Иван Романович вспомнил, как Синельников приглашал его лет двадцать назад играть в Нахичевани, да как-то не сложилось. Синельников в сезон 1899–1900 годов держал антрепризу в Ростове и Нахичевани, давая спектакли то там, то здесь. Он был первым антрепренером нахичеванского театра, построенного по образцу одесского, только меньше размерами. У Синельникова нахичеванский сезон оказался выгодным. Театр на семьсот с лишним мест был слишком велик для города с тридцатипятитысячным населением, и прибыль здесь можно было получать лишь в том случае, если держать антрепризу одновременно в Ростове и Нахичевани. Но все те, кто арендовал нахичеванский театр после Синельникова, с удручающим постоянством терпели убытки, и очень скоро Нахичевань приобрела славу «невыгодного», а то и «проклятого» города. Рассказывали, что второй арендатор нахичеванского театра Александр Анчаров-Эльстон (бывший актер синельниковской труппы), потерпевший здесь большие убытки, перед смертью в одной из ростовских больниц проклял и театр, и сам город. А еще рассказывали, будто антрепренеру Горевой трижды являлась во сне покойная мать и умоляла ее ни в коем случае не арендовать театра в Нахичевани, потому что он выстроен на проклятом месте, где в незапамятные времена произошло какое-то ужасное убийство. Горева не послушалась предостережения и в итоге обанкротилась. Актеры ее труппы получили по две копейки за рубль причитающихся им денег из залога, оставленного Горевой в городской управе.

После того как вскоре после ухода белых из Ростова сгорел ростовский театр, построенный в 1882 году табачным фабрикантом Владимиром Асмоловым[37] (списали на происки контрреволюционеров, но, скорее всего, то была простая небрежность), театр в Нахичевани остался один на два города.

В «проклятом» месте Ивану Романовичу обещали работу, жилье, хороший паек. Опять же – юг, польза для здоровья сына. Евгения Сергеевна повздыхала насчет того, что могли бы предложить и Таганрог, там все-таки море, а морской воздух для чахоточных полезнее, но согласилась на переезд без уговоров.

От Москвы до Нахичевани добирались около пяти суток, со всеми невзгодами революционного времени – с пересадками, с долгими сидениями на вокзалах, с долгими простоями на полустанках. Бедная Евгения Сергеевна вся извелась от беспокойства. Она следила за вещами, волновалась, как бы кто не отстал от поезда, сев в очередной поезд, по нескольку раз переспрашивала у попутчиков, в каком направлении они едут.

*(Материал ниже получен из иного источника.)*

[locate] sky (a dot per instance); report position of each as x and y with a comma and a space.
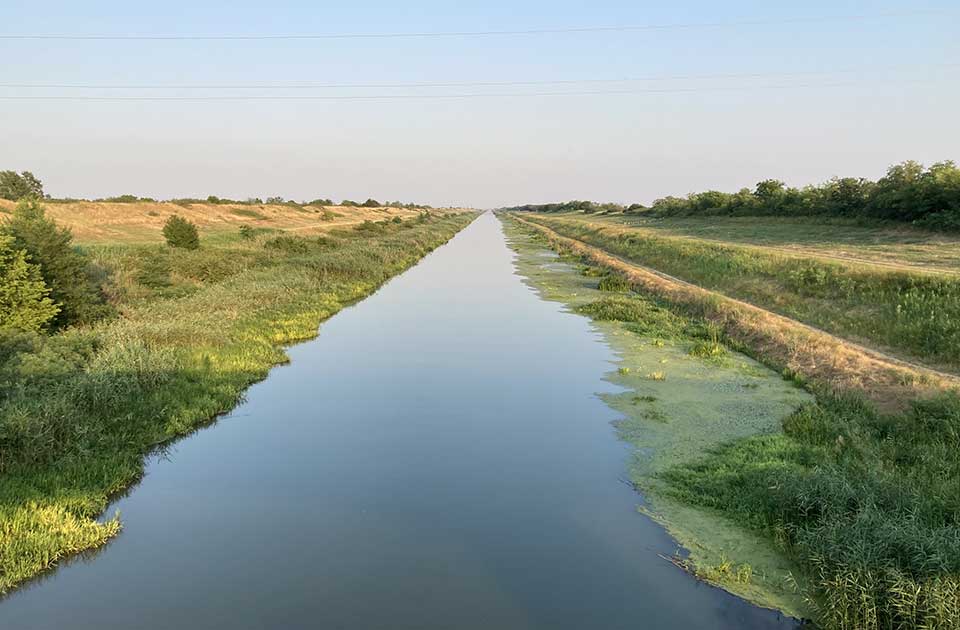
830, 95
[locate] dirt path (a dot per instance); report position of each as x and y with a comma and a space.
806, 349
796, 252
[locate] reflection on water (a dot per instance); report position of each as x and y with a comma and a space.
436, 458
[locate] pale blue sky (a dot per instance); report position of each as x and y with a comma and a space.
898, 99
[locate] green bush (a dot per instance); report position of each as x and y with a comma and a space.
868, 503
180, 232
14, 186
25, 304
65, 269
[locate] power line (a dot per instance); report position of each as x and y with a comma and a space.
447, 84
446, 96
488, 33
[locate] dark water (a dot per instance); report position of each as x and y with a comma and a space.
436, 458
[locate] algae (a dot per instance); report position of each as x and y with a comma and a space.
677, 403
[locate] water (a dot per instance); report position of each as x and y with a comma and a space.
436, 458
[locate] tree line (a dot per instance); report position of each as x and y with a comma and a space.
928, 197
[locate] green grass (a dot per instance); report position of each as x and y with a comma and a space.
80, 409
866, 504
913, 315
876, 241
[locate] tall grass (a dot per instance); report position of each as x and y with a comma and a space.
868, 503
79, 410
914, 315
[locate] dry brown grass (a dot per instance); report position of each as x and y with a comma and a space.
102, 222
828, 362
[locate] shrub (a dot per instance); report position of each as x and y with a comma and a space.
14, 186
180, 232
65, 269
25, 304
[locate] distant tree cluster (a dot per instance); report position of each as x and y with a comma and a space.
928, 197
15, 186
909, 192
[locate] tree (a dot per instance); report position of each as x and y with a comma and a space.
65, 269
25, 303
15, 187
180, 232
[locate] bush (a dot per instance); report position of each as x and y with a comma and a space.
180, 232
14, 186
65, 269
25, 304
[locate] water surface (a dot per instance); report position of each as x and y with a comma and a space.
436, 458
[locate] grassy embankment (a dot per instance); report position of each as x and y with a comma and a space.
866, 502
905, 312
105, 222
79, 409
847, 240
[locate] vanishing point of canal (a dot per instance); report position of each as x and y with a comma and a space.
436, 458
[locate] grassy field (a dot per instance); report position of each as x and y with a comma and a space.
79, 409
904, 312
866, 502
894, 244
96, 222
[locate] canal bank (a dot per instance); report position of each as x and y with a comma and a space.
437, 457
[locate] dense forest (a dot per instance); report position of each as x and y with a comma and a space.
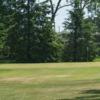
27, 31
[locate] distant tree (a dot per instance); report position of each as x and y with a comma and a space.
80, 46
30, 36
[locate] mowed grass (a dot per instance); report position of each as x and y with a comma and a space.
54, 81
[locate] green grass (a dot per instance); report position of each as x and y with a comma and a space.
97, 60
54, 81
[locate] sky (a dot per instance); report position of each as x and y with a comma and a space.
61, 15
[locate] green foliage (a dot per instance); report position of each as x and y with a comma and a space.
80, 45
29, 33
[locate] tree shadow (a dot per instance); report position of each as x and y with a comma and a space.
92, 95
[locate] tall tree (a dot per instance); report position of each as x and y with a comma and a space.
80, 42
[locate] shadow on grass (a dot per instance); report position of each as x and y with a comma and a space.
91, 95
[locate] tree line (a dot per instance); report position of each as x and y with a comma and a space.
27, 31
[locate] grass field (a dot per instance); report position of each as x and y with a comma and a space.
55, 81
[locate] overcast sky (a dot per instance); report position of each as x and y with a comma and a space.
61, 15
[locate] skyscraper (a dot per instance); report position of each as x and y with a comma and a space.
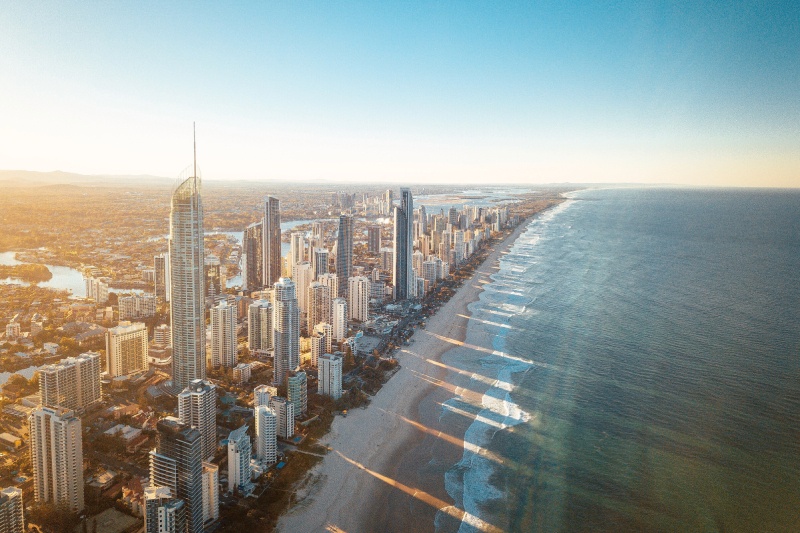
197, 408
73, 383
161, 276
403, 245
239, 454
11, 515
286, 324
223, 336
318, 304
253, 251
358, 299
339, 319
330, 375
272, 240
126, 349
259, 326
297, 391
266, 434
56, 444
344, 253
187, 290
374, 239
177, 463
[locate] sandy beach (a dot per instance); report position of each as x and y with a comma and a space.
385, 467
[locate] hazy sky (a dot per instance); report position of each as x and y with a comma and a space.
693, 92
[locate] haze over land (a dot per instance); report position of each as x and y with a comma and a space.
697, 94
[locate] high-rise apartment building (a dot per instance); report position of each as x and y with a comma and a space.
197, 408
319, 262
344, 253
72, 383
253, 252
266, 434
259, 326
223, 336
403, 245
286, 324
319, 304
284, 413
162, 512
374, 239
56, 445
187, 289
272, 240
330, 375
210, 492
262, 394
12, 519
239, 455
176, 463
339, 319
297, 250
161, 284
358, 298
126, 349
297, 392
136, 306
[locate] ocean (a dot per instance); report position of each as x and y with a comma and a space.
645, 368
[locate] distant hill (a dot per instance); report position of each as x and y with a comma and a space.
30, 178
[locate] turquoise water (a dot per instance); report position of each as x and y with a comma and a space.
647, 365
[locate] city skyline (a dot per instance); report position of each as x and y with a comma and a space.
446, 93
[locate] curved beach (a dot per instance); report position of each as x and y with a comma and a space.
385, 467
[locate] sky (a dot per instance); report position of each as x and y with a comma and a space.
700, 93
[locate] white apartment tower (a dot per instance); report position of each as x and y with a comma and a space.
197, 408
358, 298
12, 519
210, 492
339, 319
266, 434
286, 324
126, 349
72, 383
223, 336
187, 283
284, 412
330, 375
259, 326
57, 457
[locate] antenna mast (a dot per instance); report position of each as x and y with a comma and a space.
194, 138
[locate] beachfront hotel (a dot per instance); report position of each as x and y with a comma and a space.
402, 273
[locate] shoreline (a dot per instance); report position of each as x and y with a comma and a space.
385, 465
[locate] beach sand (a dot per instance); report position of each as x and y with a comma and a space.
385, 467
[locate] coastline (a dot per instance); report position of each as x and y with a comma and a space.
386, 463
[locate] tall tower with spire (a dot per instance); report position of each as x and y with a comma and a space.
186, 258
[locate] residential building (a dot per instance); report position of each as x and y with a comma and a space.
330, 375
126, 349
223, 336
266, 434
72, 383
197, 408
177, 463
239, 452
403, 245
187, 290
56, 445
271, 240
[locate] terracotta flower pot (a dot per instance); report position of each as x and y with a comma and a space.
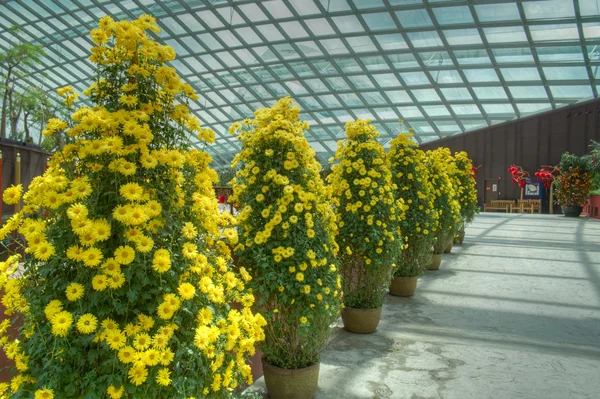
436, 260
291, 384
403, 286
572, 211
361, 321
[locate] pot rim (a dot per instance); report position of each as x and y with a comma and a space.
284, 371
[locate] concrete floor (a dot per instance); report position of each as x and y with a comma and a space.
512, 313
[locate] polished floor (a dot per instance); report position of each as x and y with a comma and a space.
512, 313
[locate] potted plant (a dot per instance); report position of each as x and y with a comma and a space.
466, 192
412, 185
440, 165
287, 244
574, 183
127, 289
361, 192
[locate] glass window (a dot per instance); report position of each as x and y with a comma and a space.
436, 58
277, 9
302, 69
414, 78
386, 80
453, 15
305, 7
528, 92
379, 21
253, 12
375, 63
403, 61
348, 24
296, 88
368, 3
361, 44
589, 8
338, 84
410, 112
426, 95
540, 33
507, 34
472, 57
361, 82
513, 55
456, 93
459, 37
565, 73
398, 96
425, 39
293, 29
334, 46
560, 53
348, 65
319, 27
466, 109
520, 74
498, 109
436, 110
374, 97
414, 18
447, 127
481, 75
591, 30
393, 41
248, 35
270, 32
548, 9
351, 100
530, 108
386, 113
571, 92
497, 12
309, 48
446, 77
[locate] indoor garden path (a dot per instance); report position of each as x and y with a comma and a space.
512, 313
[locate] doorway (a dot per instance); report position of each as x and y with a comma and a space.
491, 190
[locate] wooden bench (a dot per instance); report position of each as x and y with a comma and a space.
531, 206
499, 205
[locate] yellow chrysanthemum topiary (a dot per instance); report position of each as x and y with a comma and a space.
441, 168
412, 184
126, 288
286, 228
368, 216
466, 190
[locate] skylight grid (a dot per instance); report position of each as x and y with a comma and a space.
443, 68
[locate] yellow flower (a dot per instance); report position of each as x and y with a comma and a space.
61, 322
138, 375
74, 292
12, 195
124, 255
114, 392
163, 377
44, 393
87, 323
186, 290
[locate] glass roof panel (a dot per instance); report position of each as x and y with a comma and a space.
453, 15
414, 18
444, 67
498, 12
548, 9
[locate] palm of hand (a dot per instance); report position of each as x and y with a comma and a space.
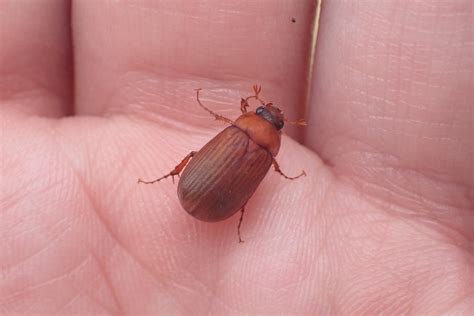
383, 225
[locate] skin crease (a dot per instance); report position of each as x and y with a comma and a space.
383, 223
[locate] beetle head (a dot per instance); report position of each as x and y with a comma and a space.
272, 114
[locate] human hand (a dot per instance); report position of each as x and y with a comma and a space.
383, 223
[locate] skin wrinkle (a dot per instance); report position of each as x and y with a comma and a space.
103, 269
60, 277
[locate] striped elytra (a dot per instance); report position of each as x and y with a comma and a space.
219, 179
223, 175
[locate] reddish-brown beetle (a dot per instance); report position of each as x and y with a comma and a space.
222, 176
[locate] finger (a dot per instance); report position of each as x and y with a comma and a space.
392, 97
35, 57
158, 52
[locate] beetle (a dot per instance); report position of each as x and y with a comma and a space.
219, 179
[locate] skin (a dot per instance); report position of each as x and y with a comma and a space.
383, 223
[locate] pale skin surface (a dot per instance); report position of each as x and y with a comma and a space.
383, 223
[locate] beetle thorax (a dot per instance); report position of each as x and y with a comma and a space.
260, 131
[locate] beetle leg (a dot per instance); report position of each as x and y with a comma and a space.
277, 169
244, 104
242, 210
175, 172
216, 116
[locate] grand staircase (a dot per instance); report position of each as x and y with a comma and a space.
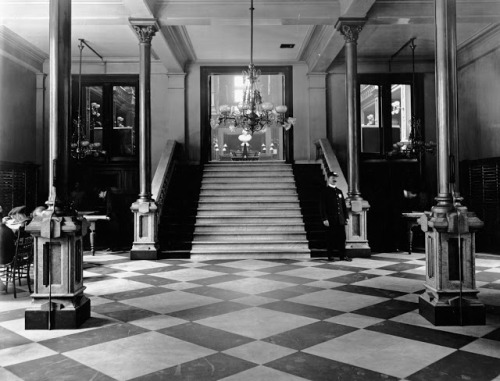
249, 210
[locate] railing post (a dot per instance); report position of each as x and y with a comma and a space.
145, 245
357, 239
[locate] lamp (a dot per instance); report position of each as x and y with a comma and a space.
82, 147
252, 114
416, 146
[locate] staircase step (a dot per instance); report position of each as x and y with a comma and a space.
243, 186
248, 192
248, 199
252, 254
250, 212
252, 237
243, 220
248, 174
230, 204
251, 245
253, 181
258, 228
245, 169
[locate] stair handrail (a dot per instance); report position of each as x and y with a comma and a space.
163, 174
329, 162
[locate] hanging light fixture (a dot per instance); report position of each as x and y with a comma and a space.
415, 146
252, 114
82, 147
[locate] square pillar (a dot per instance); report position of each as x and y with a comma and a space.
145, 245
58, 299
356, 230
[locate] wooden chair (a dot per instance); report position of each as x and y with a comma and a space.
20, 265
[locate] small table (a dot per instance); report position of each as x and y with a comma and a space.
411, 222
92, 218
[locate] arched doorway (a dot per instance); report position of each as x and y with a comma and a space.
224, 85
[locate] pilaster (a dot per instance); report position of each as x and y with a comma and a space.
145, 245
451, 294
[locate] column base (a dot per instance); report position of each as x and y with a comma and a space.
70, 317
445, 314
144, 253
358, 250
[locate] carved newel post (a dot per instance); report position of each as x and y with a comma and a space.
58, 299
451, 294
356, 235
145, 245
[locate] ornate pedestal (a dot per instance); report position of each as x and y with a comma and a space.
356, 234
451, 294
58, 299
145, 244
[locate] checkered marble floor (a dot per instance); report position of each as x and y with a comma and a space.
238, 320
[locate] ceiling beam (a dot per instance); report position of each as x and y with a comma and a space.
160, 44
326, 42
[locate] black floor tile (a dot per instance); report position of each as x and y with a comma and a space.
57, 367
431, 336
317, 368
210, 368
130, 314
12, 315
309, 335
387, 309
370, 291
279, 269
400, 267
222, 268
494, 335
10, 339
138, 293
92, 337
337, 265
214, 292
460, 366
285, 278
208, 337
484, 276
352, 278
217, 279
152, 280
161, 269
409, 276
302, 310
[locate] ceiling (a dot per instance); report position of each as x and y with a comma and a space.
218, 31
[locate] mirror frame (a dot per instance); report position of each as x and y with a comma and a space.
205, 129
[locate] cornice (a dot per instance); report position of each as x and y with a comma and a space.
21, 51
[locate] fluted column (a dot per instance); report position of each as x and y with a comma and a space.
145, 244
451, 294
357, 238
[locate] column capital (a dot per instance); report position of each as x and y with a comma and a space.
144, 28
350, 27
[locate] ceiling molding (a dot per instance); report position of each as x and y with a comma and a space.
180, 44
14, 46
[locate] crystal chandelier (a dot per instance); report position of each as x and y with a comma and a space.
81, 147
252, 114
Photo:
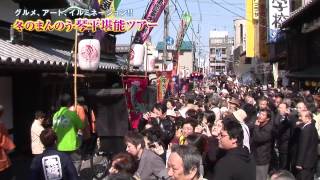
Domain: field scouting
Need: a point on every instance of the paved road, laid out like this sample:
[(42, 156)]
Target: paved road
[(21, 166)]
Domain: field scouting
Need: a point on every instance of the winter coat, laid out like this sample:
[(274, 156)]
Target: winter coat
[(236, 164)]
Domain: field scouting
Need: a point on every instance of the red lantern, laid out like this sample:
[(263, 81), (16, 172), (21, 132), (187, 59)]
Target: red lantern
[(89, 54)]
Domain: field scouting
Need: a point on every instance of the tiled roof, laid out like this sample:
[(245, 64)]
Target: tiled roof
[(185, 46), (39, 54), (122, 48), (299, 12)]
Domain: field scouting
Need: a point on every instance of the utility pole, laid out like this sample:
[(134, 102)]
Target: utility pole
[(199, 53), (165, 35)]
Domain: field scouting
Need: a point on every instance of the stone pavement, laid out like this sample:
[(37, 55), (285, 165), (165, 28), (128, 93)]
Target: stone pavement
[(21, 166)]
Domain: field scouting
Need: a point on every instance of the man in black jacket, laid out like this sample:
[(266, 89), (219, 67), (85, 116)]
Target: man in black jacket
[(262, 144), (52, 164), (307, 147), (282, 130), (237, 163)]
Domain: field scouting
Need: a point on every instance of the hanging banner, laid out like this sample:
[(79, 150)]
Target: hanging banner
[(250, 29), (89, 54), (152, 15), (135, 87), (163, 85), (279, 11), (256, 9), (109, 6), (185, 22), (137, 54)]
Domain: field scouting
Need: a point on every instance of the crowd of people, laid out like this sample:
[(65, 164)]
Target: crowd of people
[(220, 130)]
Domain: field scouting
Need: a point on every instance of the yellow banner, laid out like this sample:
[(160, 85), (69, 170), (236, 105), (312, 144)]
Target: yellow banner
[(250, 29)]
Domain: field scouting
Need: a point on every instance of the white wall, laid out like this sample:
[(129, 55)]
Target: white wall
[(6, 100)]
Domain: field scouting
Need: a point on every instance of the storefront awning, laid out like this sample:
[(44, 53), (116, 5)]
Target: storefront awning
[(41, 54), (303, 14), (308, 73)]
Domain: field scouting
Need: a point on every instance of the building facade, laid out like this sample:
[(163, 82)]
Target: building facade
[(243, 66), (220, 45), (186, 59)]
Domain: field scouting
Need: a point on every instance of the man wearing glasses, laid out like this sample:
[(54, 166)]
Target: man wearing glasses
[(237, 160)]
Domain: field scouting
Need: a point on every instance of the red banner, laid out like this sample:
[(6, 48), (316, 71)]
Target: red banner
[(134, 89), (152, 15)]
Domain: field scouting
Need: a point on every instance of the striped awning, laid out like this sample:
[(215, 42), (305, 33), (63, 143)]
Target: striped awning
[(40, 55)]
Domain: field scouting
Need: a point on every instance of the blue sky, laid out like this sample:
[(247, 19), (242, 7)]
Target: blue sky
[(216, 15)]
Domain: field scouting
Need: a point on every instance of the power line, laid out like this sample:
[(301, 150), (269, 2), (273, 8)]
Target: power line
[(200, 12), (216, 3)]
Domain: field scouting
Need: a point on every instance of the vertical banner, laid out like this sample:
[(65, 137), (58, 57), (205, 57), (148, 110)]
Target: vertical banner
[(218, 54), (185, 22), (256, 10), (262, 28), (163, 85), (275, 72), (279, 11), (152, 15), (250, 29), (135, 87)]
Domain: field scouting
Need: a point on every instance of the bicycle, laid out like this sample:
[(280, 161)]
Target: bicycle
[(94, 163)]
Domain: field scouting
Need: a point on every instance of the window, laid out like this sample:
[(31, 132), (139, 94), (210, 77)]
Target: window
[(223, 50), (241, 34), (212, 50), (248, 60)]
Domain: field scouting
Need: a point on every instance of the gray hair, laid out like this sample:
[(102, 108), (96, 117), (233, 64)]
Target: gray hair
[(282, 175), (1, 108), (190, 156)]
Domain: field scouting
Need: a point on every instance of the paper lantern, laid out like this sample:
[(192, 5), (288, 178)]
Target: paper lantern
[(307, 83), (314, 84), (136, 54), (151, 62), (89, 54)]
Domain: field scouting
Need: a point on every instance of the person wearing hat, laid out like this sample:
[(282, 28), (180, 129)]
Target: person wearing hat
[(240, 115), (233, 104)]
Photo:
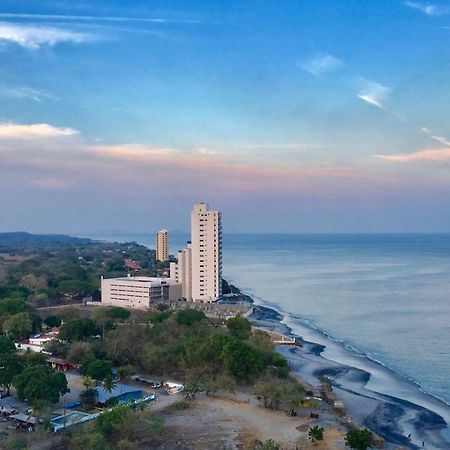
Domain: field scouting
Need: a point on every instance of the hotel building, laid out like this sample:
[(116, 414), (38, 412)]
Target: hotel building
[(181, 271), (162, 245), (206, 250), (138, 292)]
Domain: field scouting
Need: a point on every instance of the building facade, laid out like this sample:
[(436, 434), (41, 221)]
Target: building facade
[(206, 253), (162, 245), (181, 271), (138, 292)]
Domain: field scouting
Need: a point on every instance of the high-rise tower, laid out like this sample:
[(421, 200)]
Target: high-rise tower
[(162, 245), (206, 249)]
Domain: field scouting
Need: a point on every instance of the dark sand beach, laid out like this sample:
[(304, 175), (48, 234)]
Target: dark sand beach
[(368, 401)]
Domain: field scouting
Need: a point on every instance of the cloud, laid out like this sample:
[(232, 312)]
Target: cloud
[(78, 18), (428, 8), (374, 93), (433, 155), (441, 139), (321, 64), (25, 92), (33, 37), (13, 131)]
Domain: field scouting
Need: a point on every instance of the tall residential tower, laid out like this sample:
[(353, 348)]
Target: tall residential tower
[(162, 245), (206, 250)]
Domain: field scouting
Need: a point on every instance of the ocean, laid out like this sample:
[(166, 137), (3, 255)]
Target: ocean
[(381, 297)]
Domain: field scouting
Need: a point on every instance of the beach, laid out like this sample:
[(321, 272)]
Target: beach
[(366, 402)]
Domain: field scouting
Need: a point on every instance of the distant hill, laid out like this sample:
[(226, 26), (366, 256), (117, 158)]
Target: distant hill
[(22, 237)]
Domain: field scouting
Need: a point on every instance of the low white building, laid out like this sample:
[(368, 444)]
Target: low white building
[(139, 292)]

Мать беспокоилась, отец ее успокаивал, братишка капризничал, а Таня занималась тем, что наблюдала жизнь. Вообще-то она наблюдала ее с рождения, но с недавних пор начала наблюдать особым, актерским, профессиональным образом. Подмечала в поведении окружающих интересные характерные черты, прислушивалась к разным говорам и т. п. Когда едешь, можно сказать, через всю страну, то впечатлений набирается много. Ближе к концу путешествия она перестала обращать внимание на людей и начала любоваться видами. Осень, пожалуй, самое красивое время в средних широтах. Панорамы иной раз за окном были такими, что просто захватывало дух, и Тане становилось жаль, что у нее нет таланта живописца. Вот бы взять да и нарисовать всю эту невероятную красоту!

Рисовать Таня любила, но не умела. Рука плохо слушалась, и все никак не получалось передать на бумаге увиденное. Сходство всегда получалось весьма отдаленным, но сам процесс Тане нравился. И всякий раз теплилась в душе надежда на то, что уж сейчас-то, наконец, все получится так, как надо. Она даже принялась было зарисовывать заоконные виды карандашом в тетрадь, но скоро бросила это занятие, потому что вагон сильно трясло.